Computes a suggested bin width for a histogram using one of several
classical rules. NA values are silently removed before computation.
Arguments
- x
Numeric vector of observations. Must contain at least two distinct, finite, non-
NAvalues.- method
Single character string specifying the binning rule. One of:
"auto"Minimum of Freedman-Diaconis and Sturges (default). Tends to work well across a wide range of distributions.
"sturges"Sturges' rule: \(h = R / (\log_2 n + 1)\). Assumes approximate normality; tends to undersmooth for large \(n\).
"fd"Freedman-Diaconis: \(h = 2 \cdot \mathrm{IQR}(x) \cdot n^{-1/3}\). Robust to outliers. Falls back to Sturges when \(\mathrm{IQR}(x) = 0\).
"sqrt"Square-root rule: \(h = R / \sqrt{n}\).

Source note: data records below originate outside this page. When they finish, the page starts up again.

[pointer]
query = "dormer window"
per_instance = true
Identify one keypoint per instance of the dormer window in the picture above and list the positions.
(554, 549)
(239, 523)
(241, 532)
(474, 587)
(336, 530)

Simple heuristic used by some spreadsheet applications.
"rice"Rice rule: \(h = R / (2 n^{1/3})\). Similar to Sturges but grows more slowly.
"scott"Scott's rule: \(h = 3.49 \hat\sigma n^{-1/3}\). Optimal for normal data in the sense of minimising mean integrated squared error.
"doane"Doane's rule. Extends Sturges to account for skewness; better suited to non-normal distributions. Requires \(n \ge 3\).
Details
In all formulae, \(R\) denotes the range (diff(range(x))) and
\(n\) the number of non-NA observations.
The "fd" fallback to Sturges when IQR(x) == 0 avoids a zero-width
bin, which can occur with heavily discrete or zero-inflated data.
Errors
The function aborts with an informative message when:
xis not a numeric vector.methodis not a single character string.xcontains no non-NAvalues, or only one.All non-
NAvalues inxare identical (zero range).method = "doane"is requested with fewer than 3 observations (the skewness standard error is undefined for \(n < 3\)).An unrecognised
methodstring is supplied.
Examples
# Continuous data — Freedman-Diaconis
calc_bin_width(rnorm(200), "fd")
#> [1] 0.448634
# Skewed data — Doane corrects for skewness
calc_bin_width(rexp(200), "doane")
#> [1] 0.3778829
# Discrete / zero-inflated data — FD falls back to Sturges
calc_bin_width(c(rep(0, 50), rep(1, 50)), "fd")
#> [1] 0.4308869
# NA values are silently dropped
calc_bin_width(c(NA, rnorm(100), NA), "scott")
#> [1] 0.7285563
# Compare all methods on the same data
x <- rnorm(500)
methods <- c("auto", "sturges", "fd", "sqrt", "rice", "scott", "doane")
vapply(methods, \(m) calc_bin_width(x, m), numeric(1))
#> auto sturges fd sqrt rice scott doane
#> 0.3280859 0.5811504 0.3280859 0.2590091 0.3648492 0.4261072 0.5560889
# Error conditions
try(calc_bin_width(letters)) # non-numeric x
#> Error in calc_bin_width(letters) : `x` must be a numeric vector.
#> ✖ Got an object of class <character>.
try(calc_bin_width(c(1, NA, NA))) # only one non-NA value
#> Error in calc_bin_width(c(1, NA, NA)) :
#> `x` contains only one non-"NA" value.
#> ℹ At least two observations are required to compute a bin width.
try(calc_bin_width(rep(5, 50))) # zero range
#> Error in calc_bin_width(rep(5, 50)) :
#> `x` has zero range: all non-"NA" values are identical.
#> ℹ Bin width is undefined when all observations are the same.
try(calc_bin_width(rnorm(200), "badrule")) # unknown method
#> Error in calc_bin_width(rnorm(200), "badrule") :
#> Invalid `method` argument.
#> ✖ Method "badrule" is not supported.
#> ℹ Allowed methods: "auto", "sturges", "fd", "sqrt", "rice", "scott", and
#> "doane"
try(calc_bin_width(c(1, 2), "doane")) # doane needs n >= 3
#> Error in calc_bin_width(c(1, 2), "doane") :
#> Doane's rule requires at least 3 observations.
#> ✖ `x` has only 2 non-"NA" values after removing "NA"s.
#> ℹ Use a different `method` or supply more data.